In all these cases, the appearance of mysterious flying discs set in motion a process of thought and feeling that leads to either a relief of anxiety or a redoubled resolve in the face of it. In this light, one wonders how rational at base the three or four hypotheses cited above are, how much they are inspired or motivated by the anxieties of the time. Framing the advent of flying saucers and, later, UFOs, in the moment of their appearance in this way enables an understanding that does not stand in need of more general, and by extension more questionable, psychological theories. Indeed, the UFO becomes all the more revealing being related to its more specific spatiotemporal (historical) locality than if it is spun off to hover over all times and places, emerging from a region beyond space and time, the Collective Unconscious.

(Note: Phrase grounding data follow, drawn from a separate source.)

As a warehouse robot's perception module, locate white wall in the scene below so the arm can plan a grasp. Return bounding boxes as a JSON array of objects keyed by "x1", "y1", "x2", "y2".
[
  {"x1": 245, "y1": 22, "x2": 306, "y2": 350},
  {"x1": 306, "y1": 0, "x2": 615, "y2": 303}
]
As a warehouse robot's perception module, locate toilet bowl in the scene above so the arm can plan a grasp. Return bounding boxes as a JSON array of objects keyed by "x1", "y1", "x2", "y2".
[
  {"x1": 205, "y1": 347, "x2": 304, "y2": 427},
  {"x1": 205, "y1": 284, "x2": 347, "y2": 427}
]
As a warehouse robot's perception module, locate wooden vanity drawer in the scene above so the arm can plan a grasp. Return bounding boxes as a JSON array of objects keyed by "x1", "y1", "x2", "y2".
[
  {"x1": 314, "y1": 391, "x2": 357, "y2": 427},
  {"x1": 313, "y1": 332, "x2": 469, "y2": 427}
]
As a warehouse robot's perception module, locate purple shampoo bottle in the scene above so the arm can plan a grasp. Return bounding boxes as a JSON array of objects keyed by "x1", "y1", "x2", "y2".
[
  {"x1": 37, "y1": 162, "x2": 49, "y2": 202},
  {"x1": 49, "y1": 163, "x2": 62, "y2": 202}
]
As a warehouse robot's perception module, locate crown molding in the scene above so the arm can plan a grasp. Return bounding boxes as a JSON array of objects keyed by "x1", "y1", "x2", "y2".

However tempting, it would be disingenuous to leave the matter here. In its own terms, the approach I venture here demands, too, that the phenomenon be examined with an eye to the local culture and what is “in the air” at the time, much the way Halperin and Ouellet reconfigure their account when they move it from the mainland United States to Belgium. This is to say, the phenomenon will always reveal something about the culture over which it appears, an insight not lost on those who mark the local inflections that differentiate North and South American ufology. The reflections, above, are, therefore, pertinent, strictly, to postwar North America. More interestingly, the canny reader will be quick to point out how the hypotheses offered above hover between three or four, a classic quaternity….


When Synchronicity Fails

In a recent podcast, Diane W. Pasulka and host Ezra Klein discuss UFOs in the context of both Pasulka’s book American Cosmic:  UFOs, Religion, Technology (2019) and recent developments, mainly the U.S. Navy videos made (more) famous by To The Stars Academy and the History series Unidentified:  Inside America’s UFO Investigation.

Among the many topics they explore are “book events” and the UFO and technology-as-religion. A book event is a synchronicitious discovery of a book that uncannily answers a need or question of the reader; said need can be answered, too, by other artifacts, as well, and even, imaginably, by a person:  one thinks of the proverb, “When the pupil is ready, the teacher appears.”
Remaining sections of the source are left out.